Why analyze your robots.txt?

A misconfigured robots.txt can accidentally block search engines from indexing important pages — or expose private areas you meant to hide. Regular analysis helps you catch issues before they hurt your rankings.

Common robots.txt mistakes

  • Blocking CSS/JS files — prevents Google from rendering your pages correctly
  • Missing Sitemap directive — the Sitemap line helps crawlers discover your full site structure
  • Using Disallow: / without intent — this blocks your entire site from being indexed
  • Forgetting trailing slashes/admin blocks the page, /admin/ blocks the directory
  • No robots.txt at all — crawlers will index everything, including staging or admin pages

Tips

  • Always include a Sitemap: line pointing to your XML sitemap
  • Test changes with Google Search Console's robots.txt tester before deploying
  • Use specific paths instead of broad blocks — be surgical, not sweeping
  • Remember: robots.txt is publicly visible. Never rely on it to hide sensitive content

Frequently Asked Questions

What is a robots.txt file?

A robots.txt file sits at the root of a website (e.g. example.com/robots.txt) and tells search engine crawlers which pages or sections they are allowed or not allowed to visit. It follows the Robots Exclusion Standard.

Can robots.txt stop Google from indexing my pages?

Robots.txt prevents crawling, but it does not prevent indexing. Google may still index a blocked URL if other sites link to it — it just won't be able to read the content. To prevent indexing, use a noindex meta tag or X-Robots-Tag header instead.

Where must robots.txt be located?

Robots.txt must be at the root of the domain: example.com/robots.txt.
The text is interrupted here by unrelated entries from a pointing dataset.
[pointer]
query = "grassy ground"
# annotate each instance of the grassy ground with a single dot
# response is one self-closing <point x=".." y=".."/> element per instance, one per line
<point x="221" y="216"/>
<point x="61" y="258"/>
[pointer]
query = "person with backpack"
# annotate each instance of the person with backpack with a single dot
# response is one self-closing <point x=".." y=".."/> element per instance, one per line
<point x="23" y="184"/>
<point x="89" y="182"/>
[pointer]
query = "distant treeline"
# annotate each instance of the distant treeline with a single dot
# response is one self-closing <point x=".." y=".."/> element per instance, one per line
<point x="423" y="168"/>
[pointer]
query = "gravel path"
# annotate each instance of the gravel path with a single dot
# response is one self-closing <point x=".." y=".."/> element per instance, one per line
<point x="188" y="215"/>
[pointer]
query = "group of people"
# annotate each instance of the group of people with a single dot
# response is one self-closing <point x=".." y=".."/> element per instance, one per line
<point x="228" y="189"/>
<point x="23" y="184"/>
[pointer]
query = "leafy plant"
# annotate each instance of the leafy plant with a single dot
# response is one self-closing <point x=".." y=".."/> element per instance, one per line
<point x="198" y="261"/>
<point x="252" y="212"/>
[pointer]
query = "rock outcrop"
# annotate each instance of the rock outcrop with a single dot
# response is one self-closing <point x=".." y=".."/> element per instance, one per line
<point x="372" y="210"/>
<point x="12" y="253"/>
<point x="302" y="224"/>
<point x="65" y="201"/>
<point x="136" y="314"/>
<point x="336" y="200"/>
It cannot be placed in a subdirectory. Each subdomain needs its own separate robots.txt file at its own root.

What is the difference between Allow and Disallow?

Disallow tells crawlers to skip a path (e.g. Disallow: /admin/). Allow overrides a Disallow to permit access to a specific path within a blocked directory — useful when you block a folder but need one subfolder to remain crawlable.